Betriebsübergang: BR-Mandat, Betriebszugehörigkeit?
Hallo an alle, bei uns soll zum 01.07.07 eine der Therapieabteilungen ausgegliedert werden, ca 10 MA ,10%aller MA. Sie arbeiten an Ort und Stelle weiter nur der Inhaber soll ein anderer sein. Der AG gibt an, dass hier der § 613a BGB Anwendung fände. Nun meine Fragen: Was passiert mit der Betriebszugehörigkeit der MA? Da diese 10 zu einem neuen Betrieb gehören, wie sieht es da mit der erworbenen Betriebszugehörigkeit aus, falls es nach Ablauf von einem Jahr doch zu betriebsbedingten Kündigungen käme.?Für die Sozialauswahl wäre die ja sehr von Bedeutung. Und wie sieht es mit dem BR aus? Einer dieser MA ist stellvertr. BR-Vorsitzender. Verliert er einfach sei Mandat, da im aufnehemenden Betrieb bereits ein BR besteht? Hoffe, ihr könnt mir schnell weiterhelfen.
Community-Antworten (6)
24.04.2007 um 00:17 Uhr
@Trine Der AG wird recht haben mit einem BÜ. Die Rechte und Pflichten - auch die Betriebszugehörigkeit - gehen mit zum neuen AG über. So sieht es der § 613a BGB vor. Was nach dem Jahr grundsätzlich geschieht ist sowieso jetzt lediglich im Vermutungsmodus vorherzusehen.
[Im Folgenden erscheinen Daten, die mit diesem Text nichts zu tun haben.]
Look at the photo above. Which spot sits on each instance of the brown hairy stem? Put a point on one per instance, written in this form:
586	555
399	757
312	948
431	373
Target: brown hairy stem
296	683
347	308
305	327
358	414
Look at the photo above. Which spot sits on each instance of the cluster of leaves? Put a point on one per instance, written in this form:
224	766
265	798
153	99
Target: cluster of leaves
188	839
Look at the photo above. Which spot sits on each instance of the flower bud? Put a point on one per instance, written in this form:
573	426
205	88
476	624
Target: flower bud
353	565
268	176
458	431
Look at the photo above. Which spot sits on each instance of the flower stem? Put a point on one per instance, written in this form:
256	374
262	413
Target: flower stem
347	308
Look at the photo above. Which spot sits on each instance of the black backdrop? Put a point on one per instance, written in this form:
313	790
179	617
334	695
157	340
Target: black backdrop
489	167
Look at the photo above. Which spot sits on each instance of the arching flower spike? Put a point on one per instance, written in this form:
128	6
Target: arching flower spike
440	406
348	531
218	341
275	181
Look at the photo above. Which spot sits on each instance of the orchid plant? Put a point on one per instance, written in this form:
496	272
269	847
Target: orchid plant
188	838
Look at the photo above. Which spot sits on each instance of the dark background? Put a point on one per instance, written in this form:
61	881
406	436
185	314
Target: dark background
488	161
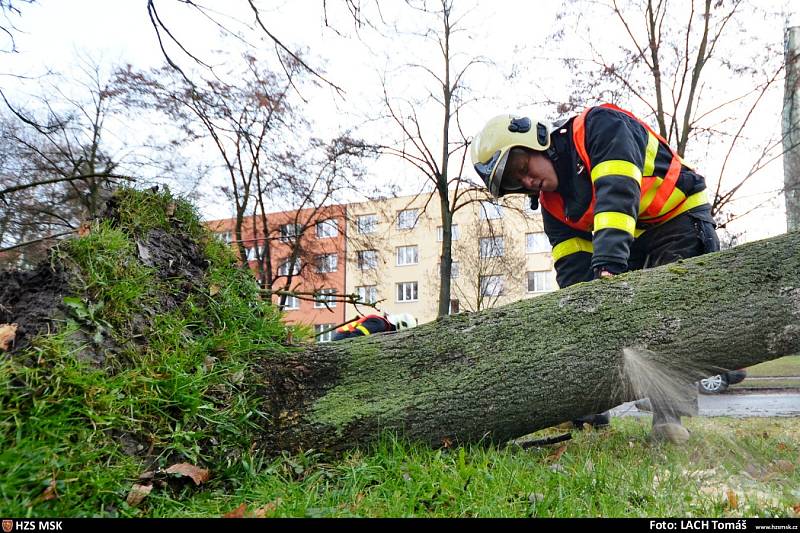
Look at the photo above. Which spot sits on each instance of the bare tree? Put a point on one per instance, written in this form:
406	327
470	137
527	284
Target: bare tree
238	118
436	149
491	267
693	69
52	179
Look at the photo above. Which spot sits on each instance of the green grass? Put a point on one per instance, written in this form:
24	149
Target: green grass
612	473
785	366
86	410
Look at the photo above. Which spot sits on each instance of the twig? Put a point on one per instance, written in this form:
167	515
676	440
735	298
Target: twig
20	245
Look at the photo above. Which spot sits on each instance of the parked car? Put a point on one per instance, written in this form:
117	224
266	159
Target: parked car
720	382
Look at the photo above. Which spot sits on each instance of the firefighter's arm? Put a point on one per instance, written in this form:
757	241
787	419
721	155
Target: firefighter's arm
572	251
615	145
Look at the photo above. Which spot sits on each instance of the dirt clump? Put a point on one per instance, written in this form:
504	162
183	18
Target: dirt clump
33	299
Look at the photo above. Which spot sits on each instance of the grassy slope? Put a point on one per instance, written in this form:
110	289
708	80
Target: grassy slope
785	366
77	435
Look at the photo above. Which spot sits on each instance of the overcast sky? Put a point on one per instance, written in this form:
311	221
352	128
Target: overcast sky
54	32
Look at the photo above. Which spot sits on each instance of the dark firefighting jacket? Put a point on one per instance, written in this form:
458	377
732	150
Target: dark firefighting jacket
366	325
617	179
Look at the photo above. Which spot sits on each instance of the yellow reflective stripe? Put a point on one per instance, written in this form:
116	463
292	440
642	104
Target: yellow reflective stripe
617	167
650	155
571	246
647	199
610	219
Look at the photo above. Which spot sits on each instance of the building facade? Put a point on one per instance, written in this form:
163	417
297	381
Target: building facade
387	252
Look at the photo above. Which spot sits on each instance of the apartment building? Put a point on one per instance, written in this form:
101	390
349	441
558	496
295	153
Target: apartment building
387	252
306	252
500	254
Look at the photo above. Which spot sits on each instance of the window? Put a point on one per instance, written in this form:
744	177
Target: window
491	211
290	231
455	307
453	269
539	281
367	294
324	337
407	255
537	243
367	224
252	253
327	228
455	233
367	259
284	269
325	298
492	247
407	291
491	285
327	262
292	302
407	219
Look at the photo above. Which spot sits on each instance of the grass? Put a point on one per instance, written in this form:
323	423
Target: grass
126	386
730	468
785	366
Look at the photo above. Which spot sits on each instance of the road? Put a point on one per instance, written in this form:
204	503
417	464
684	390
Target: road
745	403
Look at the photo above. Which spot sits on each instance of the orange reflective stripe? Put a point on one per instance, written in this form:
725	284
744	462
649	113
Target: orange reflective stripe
579	136
666	188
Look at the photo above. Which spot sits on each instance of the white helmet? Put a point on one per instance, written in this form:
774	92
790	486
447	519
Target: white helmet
402	321
490	148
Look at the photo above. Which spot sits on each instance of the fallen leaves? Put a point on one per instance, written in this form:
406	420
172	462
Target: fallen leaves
140	491
8	332
261	512
198	475
733	499
556	455
85	229
137	494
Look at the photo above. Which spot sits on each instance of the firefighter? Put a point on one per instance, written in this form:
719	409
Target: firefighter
615	197
369	324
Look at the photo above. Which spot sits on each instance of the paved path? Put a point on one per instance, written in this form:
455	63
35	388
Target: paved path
738	405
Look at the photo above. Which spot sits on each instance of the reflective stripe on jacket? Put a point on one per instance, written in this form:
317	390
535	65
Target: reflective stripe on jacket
624	180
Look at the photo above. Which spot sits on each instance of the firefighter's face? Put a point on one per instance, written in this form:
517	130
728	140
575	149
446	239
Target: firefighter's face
533	171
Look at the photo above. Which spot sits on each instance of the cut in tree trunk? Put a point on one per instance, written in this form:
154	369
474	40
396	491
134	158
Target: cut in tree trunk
503	373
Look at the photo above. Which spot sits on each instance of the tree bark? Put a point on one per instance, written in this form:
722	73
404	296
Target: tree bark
505	372
791	128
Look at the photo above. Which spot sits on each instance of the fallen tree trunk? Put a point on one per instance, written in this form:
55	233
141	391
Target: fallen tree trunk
506	372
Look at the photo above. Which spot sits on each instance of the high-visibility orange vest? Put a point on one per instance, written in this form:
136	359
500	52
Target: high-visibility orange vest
650	205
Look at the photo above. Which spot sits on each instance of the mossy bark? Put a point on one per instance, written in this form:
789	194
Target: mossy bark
505	372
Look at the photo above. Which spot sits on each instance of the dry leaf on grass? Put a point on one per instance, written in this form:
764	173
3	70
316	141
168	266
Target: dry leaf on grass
783	465
733	500
237	513
268	509
198	475
556	455
85	229
50	492
8	332
137	494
Je nachdem ob die Voraussetzungen nach § 13 BetrVG vorliegen müsste im neuen Betrieb auch neu gewählt werden - ansonsten gilt § 321 UmwG.
24.04.2007 um 00:25 Uhr
Trine, hier auch noch ein Urteil, welches die Betriebszugehörigkeit bestätigt: BAG Urteil vom 18.9.2003, 2 AZR 330/02
24.04.2007 um 09:16 Uhr
@Kölner
Das heißt Klartext für die Frage der Betriebsratstätigkeiten, dass diese auch wegfallen, für diese Mitarbeiter die mit zu dem ´neuen AG´übergehen. Bei uns steht das nämlich vielleicht ( man munkelt) auch an und dort würde es zwei unserer Betriebsratsmitglieder betreffen...
25.04.2007 um 00:28 Uhr
Hallo an alle die geantwortet haben, habt mir sehr geholfen. Ist gerage echt überall der gleiche Mist mit dem outsorcing. Wer schon Erfahrungen damit hat- immer her mit den Informationen!!!!!
25.04.2007 um 21:09 Uhr
@Kölner: Schade, dass ich das jetzt erst sehe. Kleiner Test unter Freunden? ;o)
08.05.2007 um 15:23 Uhr
Hallo zusammen,
bei uns steht auch ein outsourcing an. Der Arbeitgeber arbeitet mit dem 613a BGB und es scehint alles glatt zu gehen. Dennoch würde es mich nicht wundern, wenn er den BR umgehen will. Wäre das möglich? Kann der AG mit den betroffenen Kollegen Aufhebungen vereinbaren? Dann hätte ich kein Mitspracherecht mehr.